My blog is a long rant against the system and the way it affects me as a woman in today's India. Had I been living as a brown skin woman in Europe, it might have been about race. For on my very first trip there, the few hours that I spent in Amsterdam, I was made very conscious of the colour of my skin by a shop assistant at a food kiosk, who despite repeated requests did not attend to me.

My earliest recollection of something not being right in being a girl in India was when I found my aunt crying at the birth of my sister. A third daughter? How unfortunate! was the refrain from relatives and neighbours. Why were daughters unfortunate? It was something I would learn as I grew in a middle class north Indian family. As a growing girl who travelled by public bus to get a college education, as a young woman who went out to work using public transport, as someone who had to work late at the job I chose to do, I was wary of sexual harassment every waking moment I was out on Delhi’s streets. I could not let my guard down. As a mother, I have tried to raise my daughters to be conscious of this daily violence, be aware of its dangers and to be safe. As a mother, much of my effort went in training them to survive the city, the system.
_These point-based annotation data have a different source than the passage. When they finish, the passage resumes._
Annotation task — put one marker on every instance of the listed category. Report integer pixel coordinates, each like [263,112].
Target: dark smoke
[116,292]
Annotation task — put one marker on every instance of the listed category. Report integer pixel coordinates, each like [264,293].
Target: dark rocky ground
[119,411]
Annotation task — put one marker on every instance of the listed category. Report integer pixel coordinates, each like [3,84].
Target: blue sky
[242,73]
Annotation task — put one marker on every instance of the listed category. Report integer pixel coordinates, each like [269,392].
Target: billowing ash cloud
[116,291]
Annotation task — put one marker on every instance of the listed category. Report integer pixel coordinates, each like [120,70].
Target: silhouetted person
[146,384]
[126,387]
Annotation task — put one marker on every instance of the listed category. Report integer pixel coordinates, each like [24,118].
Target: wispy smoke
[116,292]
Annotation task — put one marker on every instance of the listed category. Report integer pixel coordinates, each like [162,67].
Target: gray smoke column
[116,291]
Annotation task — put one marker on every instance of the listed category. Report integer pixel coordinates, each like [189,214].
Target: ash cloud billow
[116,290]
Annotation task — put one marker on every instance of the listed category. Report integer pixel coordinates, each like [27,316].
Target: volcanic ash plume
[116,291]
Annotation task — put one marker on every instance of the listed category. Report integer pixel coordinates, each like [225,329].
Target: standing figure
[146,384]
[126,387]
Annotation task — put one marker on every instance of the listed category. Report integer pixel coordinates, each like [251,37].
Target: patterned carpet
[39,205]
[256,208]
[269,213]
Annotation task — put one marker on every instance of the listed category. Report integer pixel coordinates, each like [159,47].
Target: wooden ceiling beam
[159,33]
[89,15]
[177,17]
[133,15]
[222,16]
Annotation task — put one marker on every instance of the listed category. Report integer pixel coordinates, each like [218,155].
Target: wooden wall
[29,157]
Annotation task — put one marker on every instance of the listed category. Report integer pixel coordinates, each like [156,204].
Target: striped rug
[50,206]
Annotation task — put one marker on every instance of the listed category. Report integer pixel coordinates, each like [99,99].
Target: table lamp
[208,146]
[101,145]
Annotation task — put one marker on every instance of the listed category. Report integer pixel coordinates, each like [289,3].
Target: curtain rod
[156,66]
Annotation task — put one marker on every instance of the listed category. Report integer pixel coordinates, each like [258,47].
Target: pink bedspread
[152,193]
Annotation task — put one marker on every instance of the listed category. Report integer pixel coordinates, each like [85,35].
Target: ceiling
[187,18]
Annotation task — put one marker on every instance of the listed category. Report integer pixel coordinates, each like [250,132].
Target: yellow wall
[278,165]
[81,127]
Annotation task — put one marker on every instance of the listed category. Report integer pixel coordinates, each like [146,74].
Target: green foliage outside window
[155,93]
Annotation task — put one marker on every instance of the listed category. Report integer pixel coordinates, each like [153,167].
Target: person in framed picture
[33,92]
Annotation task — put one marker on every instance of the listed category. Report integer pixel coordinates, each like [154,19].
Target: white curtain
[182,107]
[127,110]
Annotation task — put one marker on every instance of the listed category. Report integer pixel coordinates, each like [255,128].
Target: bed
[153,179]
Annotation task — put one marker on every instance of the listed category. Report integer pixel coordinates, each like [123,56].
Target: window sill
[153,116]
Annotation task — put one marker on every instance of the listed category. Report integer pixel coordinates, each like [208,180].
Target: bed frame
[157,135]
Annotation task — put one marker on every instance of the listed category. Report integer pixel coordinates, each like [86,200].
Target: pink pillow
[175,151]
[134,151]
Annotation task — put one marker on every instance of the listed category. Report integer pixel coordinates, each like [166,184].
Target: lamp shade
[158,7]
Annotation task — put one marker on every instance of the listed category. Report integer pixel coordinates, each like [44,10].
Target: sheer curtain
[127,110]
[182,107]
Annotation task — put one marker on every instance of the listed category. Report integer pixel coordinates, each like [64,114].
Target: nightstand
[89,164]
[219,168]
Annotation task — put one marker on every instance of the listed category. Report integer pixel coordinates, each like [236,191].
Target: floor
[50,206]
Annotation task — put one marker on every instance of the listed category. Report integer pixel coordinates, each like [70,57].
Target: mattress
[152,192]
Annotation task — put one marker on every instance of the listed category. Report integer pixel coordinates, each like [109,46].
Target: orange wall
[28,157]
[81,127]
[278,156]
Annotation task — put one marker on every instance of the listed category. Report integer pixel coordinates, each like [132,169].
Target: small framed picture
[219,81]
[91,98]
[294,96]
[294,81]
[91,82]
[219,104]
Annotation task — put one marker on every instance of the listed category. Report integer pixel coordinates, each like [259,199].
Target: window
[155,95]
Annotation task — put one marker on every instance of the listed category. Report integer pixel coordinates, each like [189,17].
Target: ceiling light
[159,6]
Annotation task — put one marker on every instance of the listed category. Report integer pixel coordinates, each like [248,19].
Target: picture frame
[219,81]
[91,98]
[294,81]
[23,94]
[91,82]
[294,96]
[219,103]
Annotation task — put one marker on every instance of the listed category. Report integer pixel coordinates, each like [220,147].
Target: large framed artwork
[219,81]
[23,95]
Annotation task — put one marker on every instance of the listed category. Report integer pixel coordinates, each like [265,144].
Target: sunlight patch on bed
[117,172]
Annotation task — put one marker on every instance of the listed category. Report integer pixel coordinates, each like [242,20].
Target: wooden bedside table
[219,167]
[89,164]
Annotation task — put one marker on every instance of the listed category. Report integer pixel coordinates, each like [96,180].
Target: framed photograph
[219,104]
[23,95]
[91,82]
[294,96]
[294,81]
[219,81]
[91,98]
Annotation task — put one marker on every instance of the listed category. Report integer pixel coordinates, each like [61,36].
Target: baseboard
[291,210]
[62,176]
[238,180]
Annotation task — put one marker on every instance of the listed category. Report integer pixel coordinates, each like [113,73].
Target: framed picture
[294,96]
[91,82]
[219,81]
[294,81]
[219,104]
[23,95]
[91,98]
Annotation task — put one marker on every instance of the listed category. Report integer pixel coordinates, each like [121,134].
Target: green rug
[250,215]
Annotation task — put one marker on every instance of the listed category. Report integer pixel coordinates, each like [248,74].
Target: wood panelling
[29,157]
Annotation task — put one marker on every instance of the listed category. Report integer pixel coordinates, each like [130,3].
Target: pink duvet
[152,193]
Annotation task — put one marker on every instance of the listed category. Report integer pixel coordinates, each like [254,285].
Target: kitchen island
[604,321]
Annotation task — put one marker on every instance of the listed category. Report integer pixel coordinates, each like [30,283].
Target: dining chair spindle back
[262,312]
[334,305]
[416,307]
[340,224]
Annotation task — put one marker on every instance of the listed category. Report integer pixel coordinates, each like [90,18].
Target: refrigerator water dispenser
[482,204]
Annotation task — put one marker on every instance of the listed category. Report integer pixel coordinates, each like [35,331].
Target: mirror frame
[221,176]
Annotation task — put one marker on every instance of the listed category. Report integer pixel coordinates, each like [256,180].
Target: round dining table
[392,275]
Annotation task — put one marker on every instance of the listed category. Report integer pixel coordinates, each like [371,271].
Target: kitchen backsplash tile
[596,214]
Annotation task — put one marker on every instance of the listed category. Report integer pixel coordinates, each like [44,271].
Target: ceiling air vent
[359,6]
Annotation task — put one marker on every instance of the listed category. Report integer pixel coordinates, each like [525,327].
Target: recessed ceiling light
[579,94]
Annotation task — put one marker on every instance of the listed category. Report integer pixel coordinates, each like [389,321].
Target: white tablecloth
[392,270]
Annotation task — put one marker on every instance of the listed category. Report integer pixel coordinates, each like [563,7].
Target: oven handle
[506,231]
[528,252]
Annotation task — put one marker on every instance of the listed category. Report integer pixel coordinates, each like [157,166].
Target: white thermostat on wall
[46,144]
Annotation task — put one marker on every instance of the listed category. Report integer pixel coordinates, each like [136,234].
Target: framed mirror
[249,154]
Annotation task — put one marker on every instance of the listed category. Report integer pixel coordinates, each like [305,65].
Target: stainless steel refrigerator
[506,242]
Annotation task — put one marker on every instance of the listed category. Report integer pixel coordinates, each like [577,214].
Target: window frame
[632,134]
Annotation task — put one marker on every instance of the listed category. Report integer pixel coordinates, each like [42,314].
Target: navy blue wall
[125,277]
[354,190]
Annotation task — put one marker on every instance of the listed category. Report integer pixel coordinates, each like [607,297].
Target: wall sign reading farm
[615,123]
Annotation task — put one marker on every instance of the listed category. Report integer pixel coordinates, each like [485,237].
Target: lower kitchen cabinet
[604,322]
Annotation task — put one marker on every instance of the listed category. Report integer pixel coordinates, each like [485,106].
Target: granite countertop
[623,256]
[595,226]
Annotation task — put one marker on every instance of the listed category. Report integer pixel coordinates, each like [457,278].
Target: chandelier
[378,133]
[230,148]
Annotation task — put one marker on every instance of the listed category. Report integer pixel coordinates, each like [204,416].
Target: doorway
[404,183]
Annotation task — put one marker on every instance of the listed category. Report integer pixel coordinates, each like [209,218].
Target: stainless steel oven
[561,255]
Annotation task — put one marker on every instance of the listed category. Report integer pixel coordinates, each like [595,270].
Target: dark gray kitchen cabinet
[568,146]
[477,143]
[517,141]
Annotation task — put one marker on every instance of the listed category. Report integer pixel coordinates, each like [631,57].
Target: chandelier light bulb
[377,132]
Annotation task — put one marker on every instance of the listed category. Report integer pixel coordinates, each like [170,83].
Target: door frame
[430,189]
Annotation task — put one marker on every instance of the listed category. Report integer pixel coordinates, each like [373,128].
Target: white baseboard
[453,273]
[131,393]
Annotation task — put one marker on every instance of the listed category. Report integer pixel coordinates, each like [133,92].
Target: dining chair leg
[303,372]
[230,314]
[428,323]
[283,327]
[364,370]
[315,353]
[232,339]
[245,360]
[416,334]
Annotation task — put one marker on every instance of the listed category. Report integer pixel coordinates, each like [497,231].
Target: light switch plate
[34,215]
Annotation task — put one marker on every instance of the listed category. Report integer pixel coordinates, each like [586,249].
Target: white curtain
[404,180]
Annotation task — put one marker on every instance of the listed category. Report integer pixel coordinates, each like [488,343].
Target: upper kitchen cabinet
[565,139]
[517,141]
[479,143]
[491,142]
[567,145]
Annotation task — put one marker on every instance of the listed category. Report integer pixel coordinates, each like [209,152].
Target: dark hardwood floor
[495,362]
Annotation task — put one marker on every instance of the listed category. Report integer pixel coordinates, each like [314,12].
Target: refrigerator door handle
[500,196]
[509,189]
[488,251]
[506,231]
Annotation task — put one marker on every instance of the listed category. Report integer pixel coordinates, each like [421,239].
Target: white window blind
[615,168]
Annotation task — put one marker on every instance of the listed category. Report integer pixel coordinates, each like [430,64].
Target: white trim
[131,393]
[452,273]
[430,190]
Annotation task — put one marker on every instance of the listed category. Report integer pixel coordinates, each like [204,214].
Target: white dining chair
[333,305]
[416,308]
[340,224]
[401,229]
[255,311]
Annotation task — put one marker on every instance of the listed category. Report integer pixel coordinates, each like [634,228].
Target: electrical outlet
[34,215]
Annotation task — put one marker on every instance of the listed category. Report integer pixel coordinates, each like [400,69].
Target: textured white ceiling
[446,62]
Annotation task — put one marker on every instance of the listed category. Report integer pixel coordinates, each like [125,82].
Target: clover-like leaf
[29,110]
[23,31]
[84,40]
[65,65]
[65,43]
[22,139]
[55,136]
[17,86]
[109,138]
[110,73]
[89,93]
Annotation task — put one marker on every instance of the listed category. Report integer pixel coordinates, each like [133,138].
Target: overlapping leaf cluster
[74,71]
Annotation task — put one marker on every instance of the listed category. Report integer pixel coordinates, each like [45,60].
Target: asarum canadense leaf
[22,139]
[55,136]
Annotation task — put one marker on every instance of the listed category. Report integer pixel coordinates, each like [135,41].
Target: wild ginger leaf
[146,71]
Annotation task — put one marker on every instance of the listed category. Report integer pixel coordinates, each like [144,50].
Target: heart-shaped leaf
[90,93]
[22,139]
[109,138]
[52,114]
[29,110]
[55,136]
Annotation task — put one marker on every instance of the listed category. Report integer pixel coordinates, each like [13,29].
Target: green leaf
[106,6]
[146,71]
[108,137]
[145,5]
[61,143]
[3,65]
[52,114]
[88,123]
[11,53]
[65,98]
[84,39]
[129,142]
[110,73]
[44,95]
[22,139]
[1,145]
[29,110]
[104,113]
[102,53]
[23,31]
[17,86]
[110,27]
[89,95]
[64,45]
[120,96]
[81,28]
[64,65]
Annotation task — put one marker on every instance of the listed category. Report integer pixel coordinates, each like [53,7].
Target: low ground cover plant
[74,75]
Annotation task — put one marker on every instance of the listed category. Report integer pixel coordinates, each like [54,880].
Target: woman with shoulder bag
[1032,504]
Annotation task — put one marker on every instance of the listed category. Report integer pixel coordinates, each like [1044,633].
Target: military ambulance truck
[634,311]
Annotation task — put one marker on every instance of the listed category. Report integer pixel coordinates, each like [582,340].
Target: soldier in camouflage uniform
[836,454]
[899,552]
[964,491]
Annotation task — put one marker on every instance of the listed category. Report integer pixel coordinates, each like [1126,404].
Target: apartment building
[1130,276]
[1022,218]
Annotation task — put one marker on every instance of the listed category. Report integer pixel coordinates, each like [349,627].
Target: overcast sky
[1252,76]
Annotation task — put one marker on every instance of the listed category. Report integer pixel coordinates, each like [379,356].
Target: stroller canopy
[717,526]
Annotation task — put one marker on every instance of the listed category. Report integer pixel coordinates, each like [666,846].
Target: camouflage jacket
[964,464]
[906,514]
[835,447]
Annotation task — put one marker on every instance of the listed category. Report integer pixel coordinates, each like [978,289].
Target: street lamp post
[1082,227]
This is what concerns me today as an Indian woman. The mindset of our politicians, our police and our judges horrifies me no end. For it curbs my movement, it stifles me, it prevents me from being free. The way female foetuses get aborted here, the manner in which the girl child is treated by the family, the control Indian men feel they should exercise on women, the commodification of the woman as a sex object in our films, in the raunchy item numbers, the moral police that go around slapping women for being in a bar or enjoying an evening out with a friend, where children even babies are raped. Was this contemporary Indian culture? And as I debated….

Another horrific gangrape happened. A 23-year-old medical student was brutally raped while her friend was beaten up by six men in a bus. They felt they had the right to question the couple as to why they were out! And then they were thrown out of the bus and left to die. It is amazing that not one of the six men felt that they should not be behaving in this fashion. Not one of them made an effort to stop others from commiting the crime. After their heinous act, we are told they went about their normal routine, showing no guilt, no remorse.

But this time something snapped in Delhi. Its young girls had had enough and were not prepared to take it anymore. And they came out to voice their protest, to demand justice for the medical student, to demand that our politicians, the police and the judicial system acts… With these young school and college girls were middle aged women. Even a 70 plus I know braved the cold winter to register her protest at India Gate. And there were a large number of men, who are fed up of this crass apathy towards dealing with one of the most serious problems of our times - verbal and physical violence on women.

And yes, it is sad but true that this violence, this ill treatment of girls and women personifies contemporary Indian culture.

But the new Indian woman, the middle class, the educated, is not prepared to take it any longer. She is forcing society to act.